When I was a kid, summers were magical. We had no school and, as latch key kids, we roamed outside all day with friends until it was time to go home. There was also the obligatory family holiday; some were fun, some less so. Nevertheless, it was a carefree time and strong friendships were forged, many of which still last.


As a parent of an autistic child, summer couldn’t be more different. When school is over, so is the structure and support that comes with it. Maintaining the services, structure and consistency that are required to keep our lives in relative balance becomes a big challenge; meltdowns and anxiety increase as our support structure melts away.


Juggling all these issues – along with work and finding appropriate childcare – is a dilemma faced by many parents of an autistic child. And that’s before you take into account that – oh, right, we are still in a pandemic.

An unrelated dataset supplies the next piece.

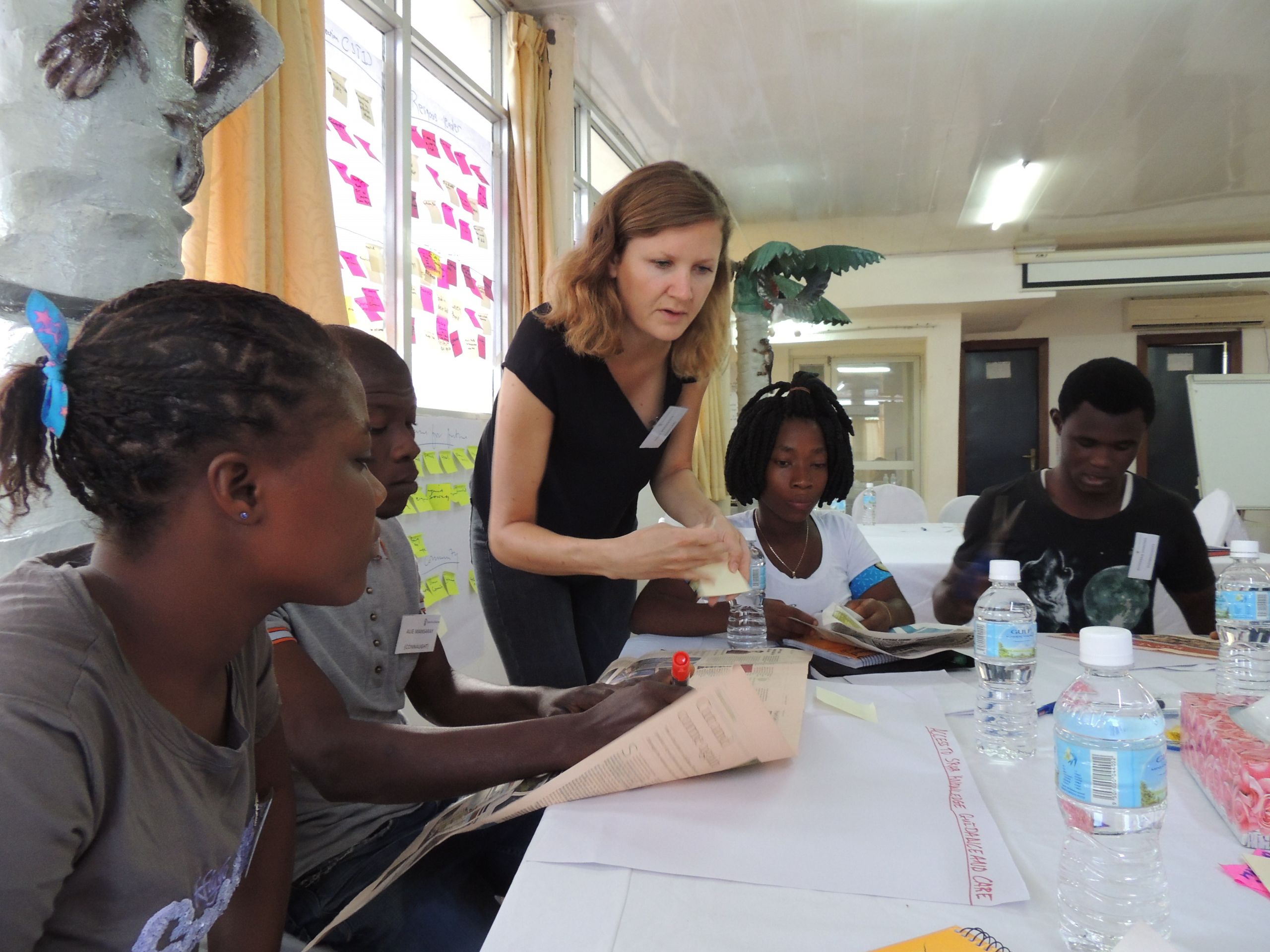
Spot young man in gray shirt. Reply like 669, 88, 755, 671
267, 327, 678, 952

Getting through the airport for a vacation is very difficult under the best of circumstances –  now add mask mandates and social distancing for children with sensory issues, as well as the added time it takes to get through airport security. Patience isn’t something that comes naturally to my autistic daughter, and our societal tolerance for meltdowns has worn thin; airport staff are more stressed then ever and our collective mental health has deteriorated. In my house, this means that vacation will be a staycation this year.


It goes without saying that we all need a break and time off to recharge and plan for the schools’ reopening and for services they provide to resume. Even if it is only a day, we all need to make the time to be carefree and enjoy summer. To care for our children, we also need to look after ourselves.